ETL

Purpose
The ETL page provides monitoring and control over the platform's distributed data processing infrastructure, powered by Apache Spark.
ETL (Extract, Transform, Load) is the process that prepares raw data for downstream analysis. This page helps users oversee data transformation jobs, monitor cluster health, and manage Delta table storage.
User Interface Overview
The ETL page is organized into the following sections:
- Header Bar — Page title with Trigger Job, Refresh, and Spark UI buttons
- Cluster Health & Delta Tables — Side-by-side cards showing cluster status and Delta table footprint
- Key Metrics — Summary cards for applications, executors, memory, and cluster settings
- Job Tables — Running jobs, latest jobs, and failed jobs
Header Actions
The top bar provides:
- Trigger Job — Submit a new Spark job to the cluster by specifying the application resource, main class, arguments, and job name
- Open Spark UI — Opens the Spark Web UI in a new tab (via OAuth2 proxy) to monitor active jobs and execution load
- Open Spark History — Opens the Spark History Server to review completed jobs, compare past runs, and analyze historical patterns
- Refresh — Reloads cluster data and checks Spark REST API health
Cluster Health
Displays the current health of the Spark cluster:
- Spark REST Status — Shows whether the Spark REST API is healthy or down
- Health checks run automatically on page load
Delta Table Footprint
Lists all configured Delta tables with:
- Path — Storage location of the Delta table
- Size — Total storage size
- Object Count — Number of objects in the table
- Errors — Any configuration or access issues
Key Metrics
Four summary cards provide an overview of cluster resources:
| Metric | Description |
|---|---|
| Applications | Number of Spark applications registered |
| Executors | Active vs total executors (e.g., 2/4) |
| Memory | Total memory allocated across executors |
| Cluster Settings | Core configuration (cores per executor, etc.) |
Job Tables
Three sections track job execution:
- Running Jobs — Currently executing Spark jobs with real-time status
- Latest Jobs — Recently completed jobs with duration and result
- Failed Jobs — Jobs that encountered errors, with error details
Each job row shows the application ID, job ID, job name, submission time, duration, and status.
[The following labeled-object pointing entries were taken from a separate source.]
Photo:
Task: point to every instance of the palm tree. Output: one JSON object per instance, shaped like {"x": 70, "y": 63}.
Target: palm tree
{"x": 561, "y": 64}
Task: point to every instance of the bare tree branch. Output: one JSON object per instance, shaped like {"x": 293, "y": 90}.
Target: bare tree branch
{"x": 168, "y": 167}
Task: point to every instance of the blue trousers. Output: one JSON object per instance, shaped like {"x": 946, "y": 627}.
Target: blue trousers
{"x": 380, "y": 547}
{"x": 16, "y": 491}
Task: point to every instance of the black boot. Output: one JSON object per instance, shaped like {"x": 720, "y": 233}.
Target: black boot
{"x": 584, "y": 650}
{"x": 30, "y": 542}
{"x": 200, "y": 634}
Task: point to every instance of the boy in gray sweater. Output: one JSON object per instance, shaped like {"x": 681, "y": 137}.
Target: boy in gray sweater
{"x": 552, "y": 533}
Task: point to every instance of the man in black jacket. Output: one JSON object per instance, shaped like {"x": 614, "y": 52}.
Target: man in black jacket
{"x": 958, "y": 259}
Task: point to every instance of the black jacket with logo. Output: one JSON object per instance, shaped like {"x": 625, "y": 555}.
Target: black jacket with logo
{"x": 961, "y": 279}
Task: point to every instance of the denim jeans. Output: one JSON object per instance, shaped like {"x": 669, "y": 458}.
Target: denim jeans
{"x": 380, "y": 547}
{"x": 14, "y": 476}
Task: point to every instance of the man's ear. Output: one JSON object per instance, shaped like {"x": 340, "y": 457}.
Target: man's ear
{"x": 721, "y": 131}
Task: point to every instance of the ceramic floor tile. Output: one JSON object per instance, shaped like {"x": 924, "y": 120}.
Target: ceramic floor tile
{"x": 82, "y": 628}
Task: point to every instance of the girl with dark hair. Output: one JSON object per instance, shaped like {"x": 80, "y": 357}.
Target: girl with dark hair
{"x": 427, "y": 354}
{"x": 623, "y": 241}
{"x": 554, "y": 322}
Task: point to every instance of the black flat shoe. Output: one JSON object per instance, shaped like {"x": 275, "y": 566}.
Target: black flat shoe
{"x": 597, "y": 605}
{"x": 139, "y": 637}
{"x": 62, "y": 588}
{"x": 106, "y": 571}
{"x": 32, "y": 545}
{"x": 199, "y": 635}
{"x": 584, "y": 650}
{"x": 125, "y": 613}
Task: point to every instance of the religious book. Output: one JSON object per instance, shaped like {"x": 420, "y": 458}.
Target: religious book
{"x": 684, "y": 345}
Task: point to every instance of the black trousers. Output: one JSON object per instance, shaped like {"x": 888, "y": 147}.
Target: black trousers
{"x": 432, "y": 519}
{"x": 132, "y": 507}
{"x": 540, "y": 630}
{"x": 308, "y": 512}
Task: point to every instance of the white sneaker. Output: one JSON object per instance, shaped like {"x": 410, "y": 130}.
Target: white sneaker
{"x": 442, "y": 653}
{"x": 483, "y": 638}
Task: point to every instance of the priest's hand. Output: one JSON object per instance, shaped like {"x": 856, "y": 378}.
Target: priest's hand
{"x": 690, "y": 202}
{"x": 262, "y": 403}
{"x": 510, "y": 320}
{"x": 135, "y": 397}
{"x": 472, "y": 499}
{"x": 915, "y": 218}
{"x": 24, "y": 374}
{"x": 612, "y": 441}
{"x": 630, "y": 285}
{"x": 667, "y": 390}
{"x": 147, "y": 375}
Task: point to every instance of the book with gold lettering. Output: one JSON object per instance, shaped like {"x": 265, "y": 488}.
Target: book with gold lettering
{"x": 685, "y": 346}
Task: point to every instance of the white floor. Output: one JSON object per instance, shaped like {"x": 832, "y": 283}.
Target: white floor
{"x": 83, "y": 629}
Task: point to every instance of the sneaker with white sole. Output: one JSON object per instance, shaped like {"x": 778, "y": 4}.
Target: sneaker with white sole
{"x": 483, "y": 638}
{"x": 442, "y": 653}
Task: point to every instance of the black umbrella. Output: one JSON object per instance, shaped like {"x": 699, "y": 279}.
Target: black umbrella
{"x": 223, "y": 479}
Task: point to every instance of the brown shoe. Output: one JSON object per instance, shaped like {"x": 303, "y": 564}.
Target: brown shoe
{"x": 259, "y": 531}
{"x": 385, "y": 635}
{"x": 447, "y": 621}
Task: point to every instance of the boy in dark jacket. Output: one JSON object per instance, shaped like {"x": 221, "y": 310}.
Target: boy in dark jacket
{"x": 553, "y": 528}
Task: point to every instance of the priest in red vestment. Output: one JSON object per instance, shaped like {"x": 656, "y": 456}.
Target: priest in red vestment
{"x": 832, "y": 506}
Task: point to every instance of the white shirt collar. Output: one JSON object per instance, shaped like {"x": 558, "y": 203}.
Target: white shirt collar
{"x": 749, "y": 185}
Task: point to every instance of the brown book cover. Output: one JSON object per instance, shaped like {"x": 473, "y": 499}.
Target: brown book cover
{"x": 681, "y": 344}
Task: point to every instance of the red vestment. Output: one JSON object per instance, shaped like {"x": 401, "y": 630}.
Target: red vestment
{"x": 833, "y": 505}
Users can click Inspect to open a metrics drawer showing detailed execution breakdown.
Job Metrics
When inspecting a job, the metrics drawer displays:
- Stage breakdown — Number of stages, tasks, and shuffled data
- Input/Output metrics — Bytes read and written
- Partition metrics — Optional Delta table context for per-job partition analysis
Users can configure a target bucket and prefix to correlate Delta table activity with specific jobs.
What Users Can Do
- Monitor Spark cluster health and resource utilization
- Track running, completed, and failed ETL jobs
- Submit new Spark jobs directly from the dashboard
- Inspect job-level metrics and stage breakdowns
- View Delta table storage footprint and health
- Open Spark UI and History UI for detailed investigation
Official Reference
- Apache Spark documentation: https://spark.apache.org/docs/latest/